One cold Tuesday when Mr. Milbrath was at work, his wife slipped and fell hard on the kitchen floor. She sprained her ankle. Unable to find a babysitter on such short notice, Mrs. Milbrath painfully drove Emily along with her to the hospital. As her mother filled out paperwork in the resting area with her ankle raised onto the seat of another chair, Emily watched television in silence. Confused by an insurance question, Mrs. Milbrath limped back up to the nurse's station.

"Emily," she said over her shoulder, "be a good girl for Mommy and stay there and watch TV. I'm going right over here where you can see me. Do not ask strangers for anything. Do not scare Mommy. You hear me? In fact, why don't you come over here with Mommy so that I know what you're doing?"

Emily crossed her arms and shook her head, keeping her eyes on the television screen.

"You're going to stay there and be a good girl for Mommy? Do. Not. Beg."

Emily nodded, dipping blonde pigtails into green eyes. Her hands held each other loosely over her lap.

A hospital security guard, a strong black man with a clean mustache, dressed all in gray except for a pair of shiny black shoes that were slowly coming untied across his wide feet, stopped in the same waiting area where Emily watched her cartoons. He huffed and sighed. The name on his nametag said Jerry Wexton.

Jerry set his heavy feet, one at a time, onto the edge of the coffee table to tug at the laces. If Mrs. Milbrath were to have turned around, only the tip of Jerry's shiny shoe would be visible.

Sliding quickly off her seat, Emily walked up to Jerry with her hands out. Mrs. Milbrath continued to bend over the nurse's station with her left foot hovering over the floor, asking questions with a pen in her hand.
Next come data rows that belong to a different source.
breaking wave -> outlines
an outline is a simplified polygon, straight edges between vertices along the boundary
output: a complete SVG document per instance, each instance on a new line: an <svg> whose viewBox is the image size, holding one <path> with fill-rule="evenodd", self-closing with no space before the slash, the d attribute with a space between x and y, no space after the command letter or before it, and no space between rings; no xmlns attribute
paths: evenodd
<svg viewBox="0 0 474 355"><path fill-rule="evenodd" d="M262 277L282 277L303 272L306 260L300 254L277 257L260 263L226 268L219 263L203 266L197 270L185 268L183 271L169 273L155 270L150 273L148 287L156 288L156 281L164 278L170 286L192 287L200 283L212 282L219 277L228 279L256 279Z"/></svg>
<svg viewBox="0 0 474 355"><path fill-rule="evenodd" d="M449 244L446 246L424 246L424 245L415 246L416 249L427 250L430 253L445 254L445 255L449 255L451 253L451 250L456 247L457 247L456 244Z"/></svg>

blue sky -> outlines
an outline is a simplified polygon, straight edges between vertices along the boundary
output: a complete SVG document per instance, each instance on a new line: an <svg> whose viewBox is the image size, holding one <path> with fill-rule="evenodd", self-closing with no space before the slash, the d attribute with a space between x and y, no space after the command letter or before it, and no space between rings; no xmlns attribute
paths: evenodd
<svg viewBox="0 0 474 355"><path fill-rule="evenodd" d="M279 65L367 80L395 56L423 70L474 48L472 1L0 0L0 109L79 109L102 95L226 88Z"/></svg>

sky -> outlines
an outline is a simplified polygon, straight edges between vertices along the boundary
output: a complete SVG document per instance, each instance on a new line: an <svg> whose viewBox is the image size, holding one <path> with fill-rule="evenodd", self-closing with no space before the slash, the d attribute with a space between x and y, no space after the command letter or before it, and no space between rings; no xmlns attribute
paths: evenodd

Jerry smiled at the little girl and choked on his breath.

Jerry was upset -- his nephew's friend, a wiry seven-year-old boy who loved monster trucks and baseball, died just minutes ago down the hall. The boy fell off a five-story balcony as his mother searched for a tip to give the pizza man. When he arrived in the squealing ambulance, Jerry held open a set of doors and recognized him immediately.

Emily looked impatiently at Jerry. She held her hands out as if she wanted to catch a falling bird. She whined and jumped up and down. Jerry sighed again and stepped forward, plucking a baseball from his front pant pocket -- a gift that he left the hospital grounds to buy for the injured boy -- and dropped it into Emily's shaking hands.

"Emily Sue Milbrath!" Her mother yelled from the nurse's station. She had caught the last few seconds of the exchange with furious eyes. "What did I tell you? Now you are going to get it!"

Startled by the woman's voice, Jerry slammed his arms to his sides. He turned around without saying a word to her or the little girl, and disappeared through a swinging set of double doors that led to the Intensive Care Unit. Emily stood there smiling at her new baseball as her mother hobbled over to spank her right there in front of anyone who walked by.

"What did I tell you?"

"Don't scare Mommy," Emily said with a distressed face, holding the baseball out as a peace offering.